Maybe I am wrong and the mainstream conservative economists whose understanding of economic theory has not progressed past second year macroeconomics and occasional podcasts downloaded from The Economist have a greater insight.
Or maybe they are wise enough to appreciate that the way to remain relevant is to stick to the safe, the predictable, the most probable, and just say what everyone else is saying; that we should expect a mild recession this year.

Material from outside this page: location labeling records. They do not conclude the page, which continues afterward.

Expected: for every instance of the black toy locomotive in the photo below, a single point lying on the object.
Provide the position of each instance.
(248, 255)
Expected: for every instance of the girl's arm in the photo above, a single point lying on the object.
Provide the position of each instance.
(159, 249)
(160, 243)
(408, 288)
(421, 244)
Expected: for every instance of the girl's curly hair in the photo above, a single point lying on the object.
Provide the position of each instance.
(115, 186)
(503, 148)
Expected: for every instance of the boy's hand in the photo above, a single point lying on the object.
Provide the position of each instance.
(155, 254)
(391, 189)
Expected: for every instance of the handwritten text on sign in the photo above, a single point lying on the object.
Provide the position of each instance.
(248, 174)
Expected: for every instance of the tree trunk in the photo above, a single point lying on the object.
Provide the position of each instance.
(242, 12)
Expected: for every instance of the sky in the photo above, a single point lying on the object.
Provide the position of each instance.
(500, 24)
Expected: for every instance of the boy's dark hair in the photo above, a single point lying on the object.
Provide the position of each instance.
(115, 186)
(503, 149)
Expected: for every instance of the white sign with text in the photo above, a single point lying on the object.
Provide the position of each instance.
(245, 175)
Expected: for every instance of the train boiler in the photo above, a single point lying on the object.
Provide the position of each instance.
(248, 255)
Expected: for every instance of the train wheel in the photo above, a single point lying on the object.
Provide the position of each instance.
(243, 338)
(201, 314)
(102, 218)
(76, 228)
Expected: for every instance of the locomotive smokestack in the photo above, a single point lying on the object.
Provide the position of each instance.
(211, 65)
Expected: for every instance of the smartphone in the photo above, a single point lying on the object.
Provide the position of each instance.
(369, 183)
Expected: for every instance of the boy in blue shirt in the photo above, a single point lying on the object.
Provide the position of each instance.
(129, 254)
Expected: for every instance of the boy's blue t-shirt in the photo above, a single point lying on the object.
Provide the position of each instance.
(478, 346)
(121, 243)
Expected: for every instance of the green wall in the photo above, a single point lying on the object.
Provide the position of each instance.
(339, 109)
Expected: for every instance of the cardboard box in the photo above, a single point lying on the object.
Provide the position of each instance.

I mean. Really? How can you step back and look at the explosion of sovereign debt, unwinding of decades of monetary prudence combined with sustained disruption in the global supply chain and, oh, a massive war in the heart of Europe, and not conclude that there is risk of total economic collapse?
The west has been reduced to an economic model where business is sustained by consumer spending funded by debt and maintained by printed cash. It cannot continue and it will not continue. Something has to give.
Of course, it is possible that we can navigate a path forward that does not involve wiping out the pension savings of two generations and eviscerating the economic fundamentals that sustain those on the margins of economic life; but isn’t at least possible that we can’t?
My gripe with those sanguine members of the pundit class is that they either don’t comprehend the outside risk of a massive economic contraction, or they do and figure that it is easier and safer to stick with the rest of their peers.
Perhaps they are wiser than me for if you scream into the wind about the recklessness of those running affairs from The Terrace and elsewhere, and do so for a decade, as this columnist has, then you will be seen as an angry crank, and you had better hope that your writing contains some other redeeming attributes in order to maintain your position in the commentariat.
Happy New Year, New Zealand. May your horoscopes bring you wisdom, your palm readers have soft hands and the soothing words of the business section provide you comfort.